Efficient use of vertex arrays.

Hello.
I want to start using vertex arrays and am not quite sure how to best use them.

static GLfloat g_cube_vertices = { 1.0f, 1.0f, 1.0f, //0
-1.0f, 1.0f, 1.0f, //1
1.0f, -1.0f, 1.0f, //2
-1.0f, -1.0f, 1.0f, //3

  							 1.0f,  1.0f, -1.0f,  //4
  							-1.0f,  1.0f, -1.0f,  //5
  							 1.0f, -1.0f, -1.0f,  //6
  							-1.0f, -1.0f, -1.0f}; //7

static GLubyte g_cube_strip = {0, 1, 2,
3, 6, 7,
3, 5, 1,
0, 5, 4,
0, 6, 3,
7, 4, 5};

//somewhere in the drawing funtion
glVertexPointer(3, GL_FLOAT, 0, g_cube_vertices);
glEnableClientState(GL_VERTEX_ARRAY);

glDrawElements(GL_TRIANGLE_STRIP, 18, GL_UNSIGNED_BYTE, g_cube_strip);

This will draw a cube.
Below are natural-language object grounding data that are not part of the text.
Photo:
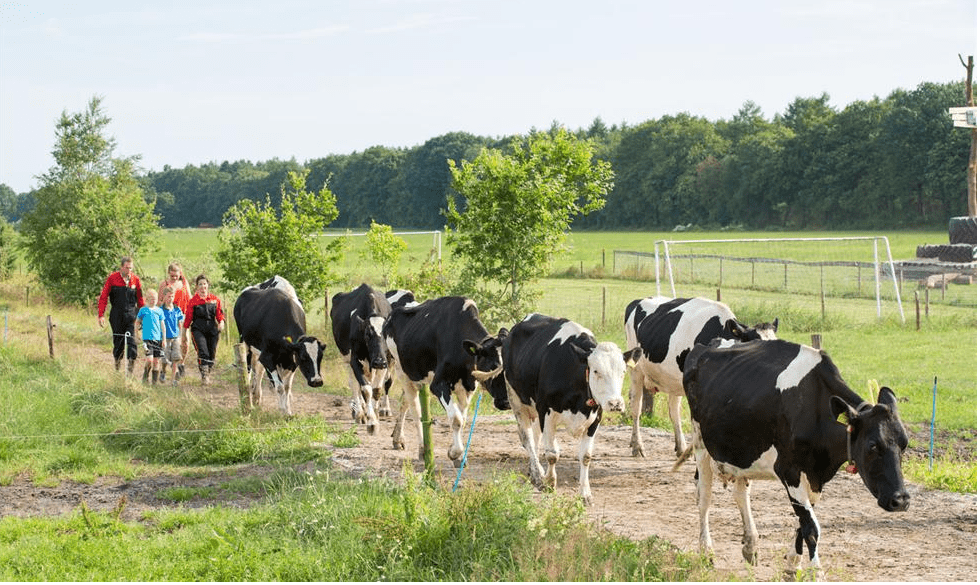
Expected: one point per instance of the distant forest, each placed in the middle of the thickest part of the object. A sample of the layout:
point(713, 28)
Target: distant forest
point(896, 162)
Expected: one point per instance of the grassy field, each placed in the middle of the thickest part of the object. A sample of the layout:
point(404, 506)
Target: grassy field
point(291, 534)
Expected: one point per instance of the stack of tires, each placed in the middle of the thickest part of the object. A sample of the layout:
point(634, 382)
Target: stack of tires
point(962, 245)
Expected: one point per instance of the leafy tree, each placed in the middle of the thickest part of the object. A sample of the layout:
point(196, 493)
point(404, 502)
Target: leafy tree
point(385, 249)
point(256, 241)
point(518, 207)
point(90, 210)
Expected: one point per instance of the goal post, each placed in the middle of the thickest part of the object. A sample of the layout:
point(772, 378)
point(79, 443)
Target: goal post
point(836, 266)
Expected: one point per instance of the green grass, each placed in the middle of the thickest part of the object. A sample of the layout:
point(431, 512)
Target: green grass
point(318, 527)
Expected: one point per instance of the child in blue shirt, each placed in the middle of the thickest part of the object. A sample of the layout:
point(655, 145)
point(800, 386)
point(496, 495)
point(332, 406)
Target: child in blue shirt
point(173, 354)
point(150, 321)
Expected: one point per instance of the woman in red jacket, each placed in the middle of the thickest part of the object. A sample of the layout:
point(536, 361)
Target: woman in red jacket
point(206, 321)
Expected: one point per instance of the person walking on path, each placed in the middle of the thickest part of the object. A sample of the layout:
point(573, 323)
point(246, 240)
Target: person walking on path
point(173, 352)
point(125, 292)
point(206, 321)
point(150, 321)
point(176, 280)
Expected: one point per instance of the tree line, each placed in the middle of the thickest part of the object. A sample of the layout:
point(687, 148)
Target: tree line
point(896, 162)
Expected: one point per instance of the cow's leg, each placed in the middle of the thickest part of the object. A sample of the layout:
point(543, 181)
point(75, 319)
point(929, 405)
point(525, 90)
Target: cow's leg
point(527, 432)
point(456, 413)
point(384, 405)
point(705, 477)
point(285, 390)
point(258, 373)
point(585, 459)
point(636, 406)
point(551, 451)
point(674, 406)
point(750, 536)
point(809, 530)
point(410, 399)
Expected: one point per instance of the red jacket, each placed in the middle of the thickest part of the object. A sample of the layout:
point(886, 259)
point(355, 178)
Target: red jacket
point(196, 301)
point(125, 297)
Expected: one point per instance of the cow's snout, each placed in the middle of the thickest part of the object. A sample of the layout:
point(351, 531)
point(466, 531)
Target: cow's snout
point(898, 502)
point(615, 405)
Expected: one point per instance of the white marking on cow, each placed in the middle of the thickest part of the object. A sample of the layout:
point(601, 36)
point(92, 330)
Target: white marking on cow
point(802, 364)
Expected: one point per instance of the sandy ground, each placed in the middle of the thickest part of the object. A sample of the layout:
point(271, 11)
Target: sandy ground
point(935, 540)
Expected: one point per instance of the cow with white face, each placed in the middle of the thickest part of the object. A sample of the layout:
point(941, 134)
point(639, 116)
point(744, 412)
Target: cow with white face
point(666, 329)
point(770, 410)
point(442, 343)
point(272, 325)
point(357, 318)
point(558, 374)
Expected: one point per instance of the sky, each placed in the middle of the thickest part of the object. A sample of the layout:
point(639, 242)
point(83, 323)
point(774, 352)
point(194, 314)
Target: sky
point(191, 82)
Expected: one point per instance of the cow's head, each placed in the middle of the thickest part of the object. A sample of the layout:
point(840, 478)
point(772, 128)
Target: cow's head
point(308, 353)
point(487, 354)
point(740, 332)
point(368, 332)
point(605, 368)
point(876, 440)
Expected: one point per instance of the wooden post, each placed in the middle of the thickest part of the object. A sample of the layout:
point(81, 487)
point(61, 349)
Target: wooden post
point(244, 392)
point(50, 337)
point(427, 457)
point(603, 307)
point(918, 320)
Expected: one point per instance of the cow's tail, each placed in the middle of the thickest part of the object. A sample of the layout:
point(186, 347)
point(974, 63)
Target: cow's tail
point(683, 457)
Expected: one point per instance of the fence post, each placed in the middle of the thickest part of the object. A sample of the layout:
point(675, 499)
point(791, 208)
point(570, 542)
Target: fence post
point(603, 307)
point(50, 337)
point(918, 320)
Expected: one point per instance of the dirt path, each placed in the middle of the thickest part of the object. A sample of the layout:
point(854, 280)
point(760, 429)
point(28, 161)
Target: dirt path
point(936, 540)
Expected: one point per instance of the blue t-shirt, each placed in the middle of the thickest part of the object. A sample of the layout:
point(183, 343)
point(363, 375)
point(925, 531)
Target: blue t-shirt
point(173, 318)
point(152, 319)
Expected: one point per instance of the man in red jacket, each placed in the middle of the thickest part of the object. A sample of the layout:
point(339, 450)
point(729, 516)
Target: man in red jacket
point(124, 291)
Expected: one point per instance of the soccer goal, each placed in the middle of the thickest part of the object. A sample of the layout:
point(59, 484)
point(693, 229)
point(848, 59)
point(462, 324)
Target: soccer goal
point(844, 267)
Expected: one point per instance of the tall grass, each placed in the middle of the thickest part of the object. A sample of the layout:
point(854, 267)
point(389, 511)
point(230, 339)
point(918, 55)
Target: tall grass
point(318, 527)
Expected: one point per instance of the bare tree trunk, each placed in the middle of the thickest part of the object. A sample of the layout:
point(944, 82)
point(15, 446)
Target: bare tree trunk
point(971, 167)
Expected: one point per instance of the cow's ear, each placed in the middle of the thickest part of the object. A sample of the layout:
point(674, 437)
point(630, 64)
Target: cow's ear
point(580, 352)
point(632, 357)
point(838, 406)
point(887, 397)
point(735, 328)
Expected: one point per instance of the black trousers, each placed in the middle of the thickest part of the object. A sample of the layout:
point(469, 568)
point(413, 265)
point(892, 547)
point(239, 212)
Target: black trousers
point(206, 343)
point(123, 324)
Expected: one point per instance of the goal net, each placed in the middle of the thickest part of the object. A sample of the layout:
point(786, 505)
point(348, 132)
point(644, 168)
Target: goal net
point(842, 267)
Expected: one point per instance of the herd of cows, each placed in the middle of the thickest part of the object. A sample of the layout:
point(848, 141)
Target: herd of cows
point(761, 408)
If I want to draw another cube I simply call glDrawElements again.
Now, when I had never used the vertex array yet I had the impression that you would feed more or less all of your vertex data in the array and then draw it. Now I still draw every cube alone, so I cannot see why I should use it instead of display lists.
Can you show the best way to draw more than 1 object, using the vertex array?
Also I am very confused about how to apply textures, normals and other stuff to the array.
Any help is very appreciated. Thanks.

Check out http://www.cs.rit.edu/~ncs/Courses/570/UserGuide/OpenGLonWin-15.html for how to use VAs.

You’re on the right track. For drawing a simple cube chances are vertex arrays will be slightly worse than display lists.
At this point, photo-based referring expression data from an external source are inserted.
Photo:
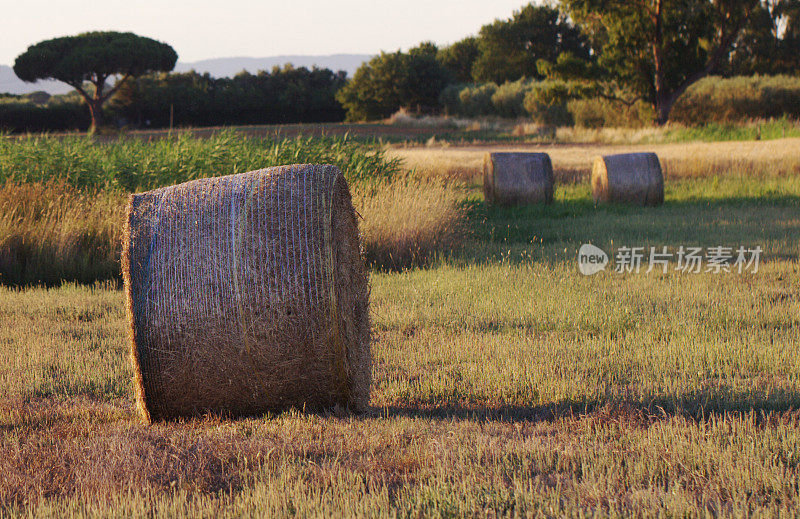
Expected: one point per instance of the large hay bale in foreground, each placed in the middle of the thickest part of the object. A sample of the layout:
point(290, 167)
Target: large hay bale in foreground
point(518, 178)
point(631, 178)
point(247, 294)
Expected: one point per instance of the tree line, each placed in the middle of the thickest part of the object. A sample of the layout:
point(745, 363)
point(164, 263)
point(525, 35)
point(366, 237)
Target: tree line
point(627, 53)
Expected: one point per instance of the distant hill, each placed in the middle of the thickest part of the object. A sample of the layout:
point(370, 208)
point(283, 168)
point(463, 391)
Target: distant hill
point(229, 67)
point(219, 67)
point(11, 84)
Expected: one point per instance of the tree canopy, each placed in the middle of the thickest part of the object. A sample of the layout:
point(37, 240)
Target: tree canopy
point(94, 57)
point(654, 50)
point(509, 49)
point(459, 58)
point(390, 81)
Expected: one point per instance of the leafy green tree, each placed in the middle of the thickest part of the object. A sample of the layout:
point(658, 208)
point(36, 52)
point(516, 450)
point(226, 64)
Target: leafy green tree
point(509, 49)
point(390, 81)
point(94, 57)
point(654, 50)
point(459, 58)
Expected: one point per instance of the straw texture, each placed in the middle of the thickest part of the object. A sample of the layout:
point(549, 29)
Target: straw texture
point(631, 178)
point(518, 178)
point(247, 294)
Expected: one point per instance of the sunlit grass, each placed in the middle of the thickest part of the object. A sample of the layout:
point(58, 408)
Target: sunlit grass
point(505, 382)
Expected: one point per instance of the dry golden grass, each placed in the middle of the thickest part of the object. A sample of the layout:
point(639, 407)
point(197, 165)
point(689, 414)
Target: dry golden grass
point(408, 221)
point(51, 231)
point(572, 162)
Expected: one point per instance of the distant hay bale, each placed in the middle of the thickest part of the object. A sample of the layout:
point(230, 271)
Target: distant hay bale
point(247, 294)
point(632, 178)
point(518, 178)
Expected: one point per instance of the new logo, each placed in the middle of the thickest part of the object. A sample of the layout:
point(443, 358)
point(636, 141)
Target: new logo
point(591, 259)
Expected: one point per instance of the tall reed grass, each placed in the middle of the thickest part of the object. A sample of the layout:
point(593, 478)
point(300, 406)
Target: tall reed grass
point(137, 165)
point(62, 200)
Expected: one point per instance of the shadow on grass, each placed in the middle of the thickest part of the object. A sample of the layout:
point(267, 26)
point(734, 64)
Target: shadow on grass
point(697, 406)
point(567, 224)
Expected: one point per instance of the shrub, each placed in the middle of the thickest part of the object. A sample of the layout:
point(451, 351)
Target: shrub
point(600, 113)
point(739, 99)
point(476, 101)
point(509, 98)
point(25, 116)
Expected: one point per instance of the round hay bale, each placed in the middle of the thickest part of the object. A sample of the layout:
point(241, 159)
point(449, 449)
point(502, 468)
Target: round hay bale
point(247, 294)
point(630, 178)
point(518, 178)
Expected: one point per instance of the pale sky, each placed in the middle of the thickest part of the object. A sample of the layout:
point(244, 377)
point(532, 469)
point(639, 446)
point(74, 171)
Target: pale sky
point(203, 29)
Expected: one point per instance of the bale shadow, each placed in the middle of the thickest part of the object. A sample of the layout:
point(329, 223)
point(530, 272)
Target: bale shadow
point(698, 406)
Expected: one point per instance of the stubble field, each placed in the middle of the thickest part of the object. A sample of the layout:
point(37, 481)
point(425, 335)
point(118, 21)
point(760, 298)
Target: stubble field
point(505, 382)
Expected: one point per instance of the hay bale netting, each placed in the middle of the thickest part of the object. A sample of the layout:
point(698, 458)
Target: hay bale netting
point(247, 294)
point(518, 178)
point(631, 178)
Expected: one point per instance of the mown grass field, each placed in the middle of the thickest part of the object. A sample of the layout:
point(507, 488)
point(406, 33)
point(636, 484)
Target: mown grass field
point(505, 382)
Of course you can use vertex arrarys in your display lists… But unless you use compiled VA’s, or even better, nVidia’s VAR or ATI’s VAO, they might not match display lists for performance.

The reason you would use a VA over a Display List is because once you’ve made a display list you can’t change it. If you’re doing skinning or normal mapping on older hardware (no ARB_vertex_program support) you have to manually change your verticies all the time, and VA’s become your only option.

Another reason may be for a particle system. Rather than using a matrix transform for each particle, just move each in a VA and then draw the entire array without push/popping a matrix for each particle.

But for static geometry, like a cube or anymechanical object like a robot, Displays lists are awesome!
http://www.fl-tw.com/opengl/GeomBench/ gives you an idea of what kind of performance to expect.

Another reason may be for a particle system. Rather than using a matrix transform for each particle, just move each in a VA and then draw the entire array without push/popping a matrix for each particle.

Yes! A particle system is excactly what I want to do. I think I understand the basic theory behind your suggestion but I am having a hard time to imagine what the actual code would look like.
Any help here would be extremly cool!
Thanks for your reply!

[This message has been edited by B_old (edited 12-07-2002).]